British studios upbeat about future business
The UK games industry does not consider game tax breaks a priority concern in comparison to other business issues, new data suggests.
A comprehensive study of more than 80 British studios found that, on average, the general health of the economy was the most pressing concern. Fears over changes in the exchange rate came second, the research found.
The data has been collected in a new survey by e-skills – the UK sector skills council for business and information technology. Studios were given a list of issues that they had to rank, on a scale of 0 (no concern) to 3 (priority concern).
The issue of tax breaks – specifically the levels of support to overseas games firms – ranked an average 1.4.
That result means the matter was not considered more important than the state of the economy (1.8), or changes in the exchange rate (1.5), or availability of skilled programmers (1.4) or the availability of credit for business (1.4).

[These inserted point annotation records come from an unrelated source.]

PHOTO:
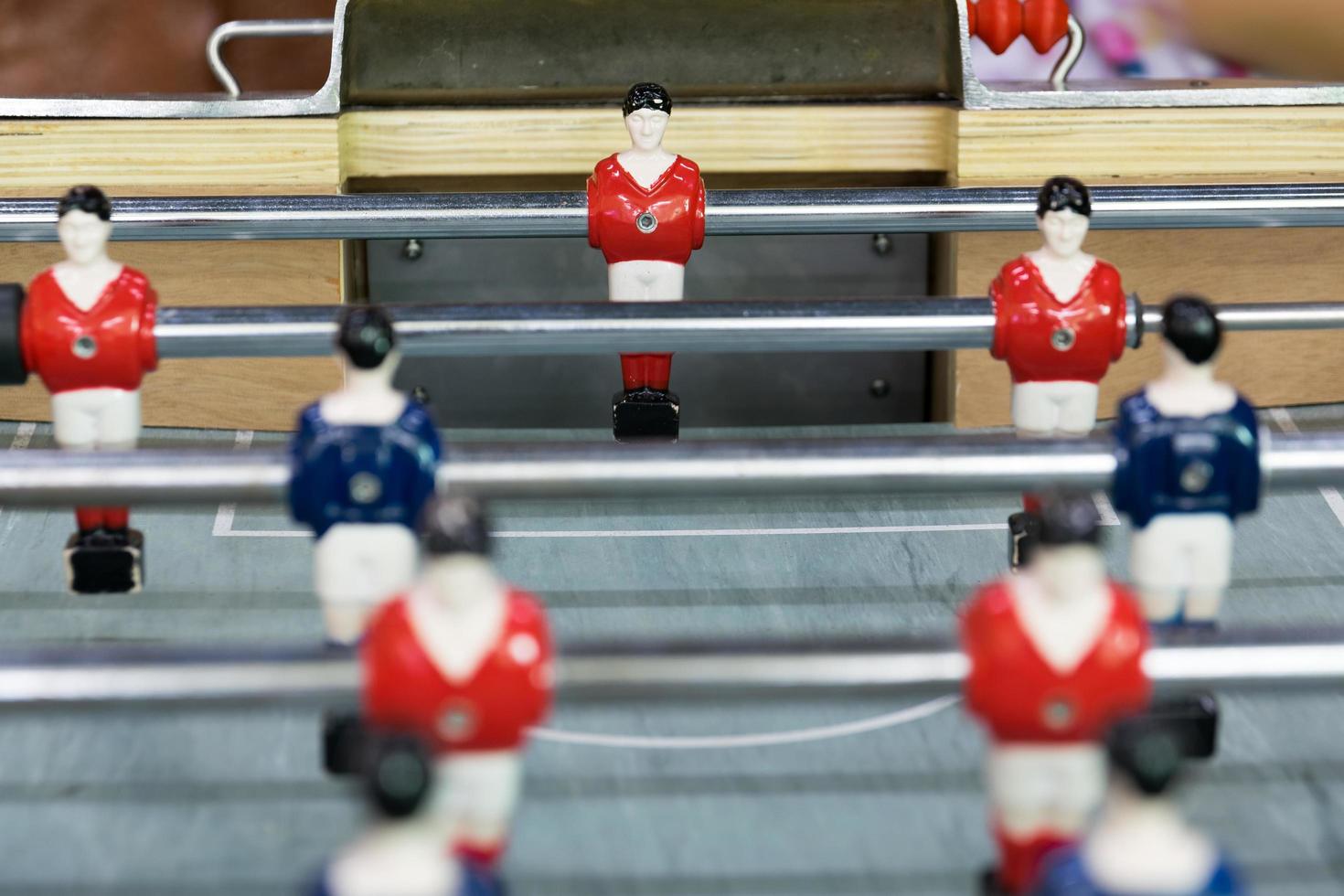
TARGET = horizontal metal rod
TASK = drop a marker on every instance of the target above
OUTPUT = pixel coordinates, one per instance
(730, 212)
(981, 464)
(582, 328)
(585, 328)
(205, 677)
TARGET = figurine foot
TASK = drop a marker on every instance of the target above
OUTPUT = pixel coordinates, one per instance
(645, 414)
(989, 883)
(1194, 720)
(1023, 536)
(105, 561)
(343, 743)
(479, 880)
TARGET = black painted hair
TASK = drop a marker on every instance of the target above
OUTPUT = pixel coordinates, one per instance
(454, 526)
(366, 335)
(85, 197)
(1147, 752)
(398, 775)
(1191, 325)
(1069, 517)
(646, 96)
(1060, 194)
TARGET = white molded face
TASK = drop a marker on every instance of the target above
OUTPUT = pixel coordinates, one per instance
(83, 235)
(1064, 231)
(646, 126)
(1069, 570)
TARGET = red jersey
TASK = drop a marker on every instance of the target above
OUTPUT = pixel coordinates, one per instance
(111, 346)
(1044, 340)
(663, 223)
(492, 709)
(1021, 699)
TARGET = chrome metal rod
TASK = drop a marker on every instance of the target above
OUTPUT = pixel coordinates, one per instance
(582, 328)
(730, 212)
(984, 463)
(585, 328)
(200, 678)
(585, 470)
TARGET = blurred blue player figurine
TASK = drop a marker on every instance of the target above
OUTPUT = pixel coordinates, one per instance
(1141, 845)
(1189, 465)
(363, 465)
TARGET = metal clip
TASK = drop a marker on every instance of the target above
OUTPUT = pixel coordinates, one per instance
(257, 28)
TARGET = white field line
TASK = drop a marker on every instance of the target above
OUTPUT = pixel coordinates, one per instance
(1289, 426)
(738, 741)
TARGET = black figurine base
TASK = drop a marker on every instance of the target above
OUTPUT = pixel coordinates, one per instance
(345, 743)
(105, 561)
(1023, 536)
(1192, 719)
(645, 415)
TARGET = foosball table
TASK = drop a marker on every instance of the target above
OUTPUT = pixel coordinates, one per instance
(752, 590)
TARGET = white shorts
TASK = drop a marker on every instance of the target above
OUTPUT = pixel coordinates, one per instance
(645, 281)
(1044, 786)
(475, 795)
(357, 567)
(1046, 409)
(1183, 551)
(96, 418)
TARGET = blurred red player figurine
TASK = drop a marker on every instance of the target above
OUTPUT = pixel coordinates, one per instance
(646, 215)
(1060, 324)
(1055, 658)
(88, 329)
(463, 660)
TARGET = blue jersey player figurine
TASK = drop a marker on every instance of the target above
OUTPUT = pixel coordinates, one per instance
(1141, 845)
(1189, 465)
(363, 465)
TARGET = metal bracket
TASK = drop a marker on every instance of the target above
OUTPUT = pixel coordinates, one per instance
(257, 28)
(325, 102)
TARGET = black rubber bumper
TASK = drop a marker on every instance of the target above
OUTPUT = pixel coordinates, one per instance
(12, 372)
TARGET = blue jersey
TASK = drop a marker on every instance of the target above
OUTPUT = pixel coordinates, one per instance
(1067, 875)
(1184, 464)
(355, 473)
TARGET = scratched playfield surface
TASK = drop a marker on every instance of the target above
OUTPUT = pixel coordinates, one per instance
(235, 802)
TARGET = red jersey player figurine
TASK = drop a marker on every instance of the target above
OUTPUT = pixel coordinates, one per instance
(1055, 657)
(464, 661)
(646, 215)
(1060, 323)
(88, 329)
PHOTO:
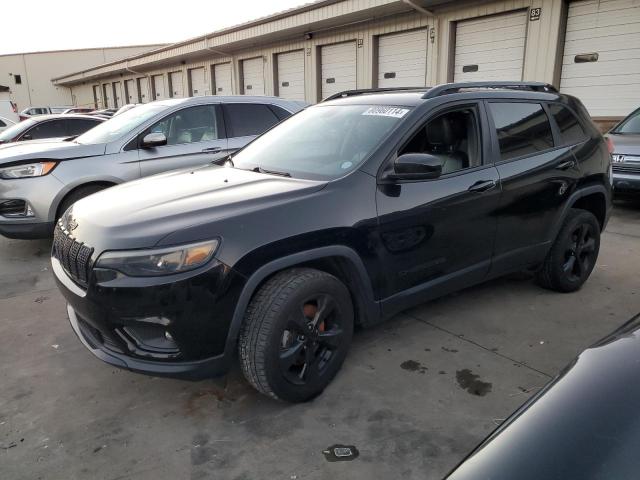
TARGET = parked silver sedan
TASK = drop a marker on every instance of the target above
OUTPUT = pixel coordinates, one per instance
(625, 139)
(38, 182)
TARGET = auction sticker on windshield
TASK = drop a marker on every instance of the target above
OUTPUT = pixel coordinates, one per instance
(380, 111)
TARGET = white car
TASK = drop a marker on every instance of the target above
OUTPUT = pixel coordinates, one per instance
(9, 111)
(5, 123)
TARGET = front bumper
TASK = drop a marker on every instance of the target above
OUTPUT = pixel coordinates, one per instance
(174, 327)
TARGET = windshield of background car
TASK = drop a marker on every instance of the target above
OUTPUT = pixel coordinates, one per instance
(323, 142)
(118, 126)
(630, 125)
(16, 129)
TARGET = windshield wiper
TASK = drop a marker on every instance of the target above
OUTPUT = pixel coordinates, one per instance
(271, 172)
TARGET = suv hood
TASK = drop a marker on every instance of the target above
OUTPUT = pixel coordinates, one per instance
(139, 214)
(628, 144)
(56, 150)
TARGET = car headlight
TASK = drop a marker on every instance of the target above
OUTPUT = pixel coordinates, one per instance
(152, 263)
(27, 170)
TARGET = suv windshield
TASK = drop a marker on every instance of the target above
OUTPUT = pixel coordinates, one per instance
(115, 127)
(324, 142)
(16, 129)
(630, 125)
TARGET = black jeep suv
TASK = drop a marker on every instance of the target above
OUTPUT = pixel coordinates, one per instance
(346, 213)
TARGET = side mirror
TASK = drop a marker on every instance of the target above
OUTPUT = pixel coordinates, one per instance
(416, 166)
(152, 140)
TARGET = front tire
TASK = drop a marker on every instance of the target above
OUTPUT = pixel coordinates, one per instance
(574, 253)
(296, 334)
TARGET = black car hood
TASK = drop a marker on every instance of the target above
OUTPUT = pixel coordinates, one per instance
(141, 213)
(55, 150)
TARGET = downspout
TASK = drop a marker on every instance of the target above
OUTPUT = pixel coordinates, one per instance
(418, 8)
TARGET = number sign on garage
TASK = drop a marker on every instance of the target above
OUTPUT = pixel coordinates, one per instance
(601, 61)
(197, 83)
(490, 48)
(222, 79)
(402, 59)
(338, 70)
(291, 75)
(253, 76)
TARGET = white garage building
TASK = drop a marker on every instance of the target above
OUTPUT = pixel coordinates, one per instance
(589, 48)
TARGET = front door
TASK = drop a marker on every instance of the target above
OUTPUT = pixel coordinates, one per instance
(195, 136)
(537, 178)
(437, 235)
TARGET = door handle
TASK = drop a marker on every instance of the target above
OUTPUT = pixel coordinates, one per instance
(212, 150)
(483, 186)
(566, 165)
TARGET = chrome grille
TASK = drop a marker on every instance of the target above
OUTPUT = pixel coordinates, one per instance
(74, 256)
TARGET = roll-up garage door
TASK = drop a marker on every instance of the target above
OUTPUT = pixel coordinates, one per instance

The tax break issue, however, was ranked as a priority concern (3) by 23 per cent of the survey’s respondents. That suggests the issue is divisive, with many having to rank the issue very low to bring the average down to 1.4.
UK respondents also appeared upbeat about future business. Seventy per cent predict increased profitability, while 64 per cent expected increased turnover.
The study’s author, Peter Hounsome, told Develop he did not expect the issue of games tax breaks to take a relatively low priority.
Games development trade body Tiga has highlighted other data in the comprehensive study as “empirical evidence that government financial support for game development in countries such as France and Canada is significant, widespread and impactful”.
“This Report states that studios in receipt of public support in Canada are receiving support equivalent to 23 per cent of their turnover,” said Tiga CEO Richard Wilson.
“The UK games development sector is creative, innovative, and talented. The potential for rapid growth exists. It’s time for UK policy makers to support the UK games development sector.”